You specify to use a model provided by Vespa Cloud by setting the model-id
attribute where you specify a model config. For example, when configuring the
Bert embedder
provided by Vespa, you can write:
<component id="myEmbedderId" class="ai.vespa.embedding.BertBaseEmbedder" bundle="model-integration"> <config name="embedding.bert-base-embedder"> <transformerModel model-id="minilm-l6-v2"/> <tokenizerVocab model-id="bert-base-uncased"/> </config> </component>
By putting this under the <container>
element in your services.xml
file, your application will have support for
text embedding
suitable for production.
These models are currently available on Vespa Cloud:
minilm-l6-v2 | |
---|---|
An small, fast BERT transformer model on ONNX format.
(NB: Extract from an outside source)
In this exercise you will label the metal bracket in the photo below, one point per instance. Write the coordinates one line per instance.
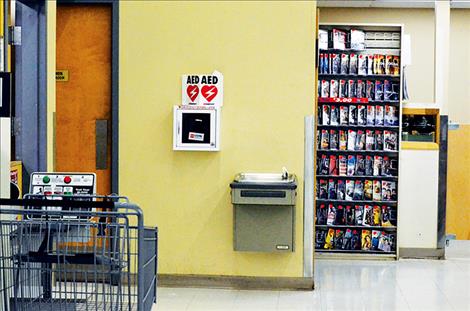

It maps sentences & paragraphs to a 384 dimensional dense vector space and is suitable for tasks like clustering or semantic search. Use with distance-metric: angular in nearest neighbor search. | |
License | apache-2.0 |
Source | https://huggingface.co/sentence-transformers/all-MiniLM-L6-v2 |
mpnet-base-v2 | |
A larger BERT transformer model on ONNX format with higher accuracy and cost than minilm-l6-v2. It maps sentences & paragraphs to a 768 dimensional dense vector space and is suitable for tasks like clustering or semantic search. Use with distance-metric: angular in nearest neighbor search. | |
License | apache-2.0 |
Source | https://huggingface.co/sentence-transformers/all-mpnet-base-v2 |
bert-base-uncased | |
A vocabulary text file on the format expected by WordPiece: A text token per line, suitable for use with BERT models. | |
License | apache-2.0 |
Source | https://huggingface.co/sentence-transformers/all-MiniLM-L6-v2 |
These models can safely be used in production and will never be removed or changed.
You can also specify both a model id, which will be used on cloud, and a url/path, which will be used on self-hosted deployments:
<transformerModel model-id="minilm-l6-v2" path="myAppPackageModels/myModel.onnx"/>
This can be useful for example to create an application package which uses models from Vespa Cloud for production and a scaled-down or dummy model for self-hosted development.
Specifying a model-id can be done for any
config field of type model
,
whether the config is from Vespa or defined by you.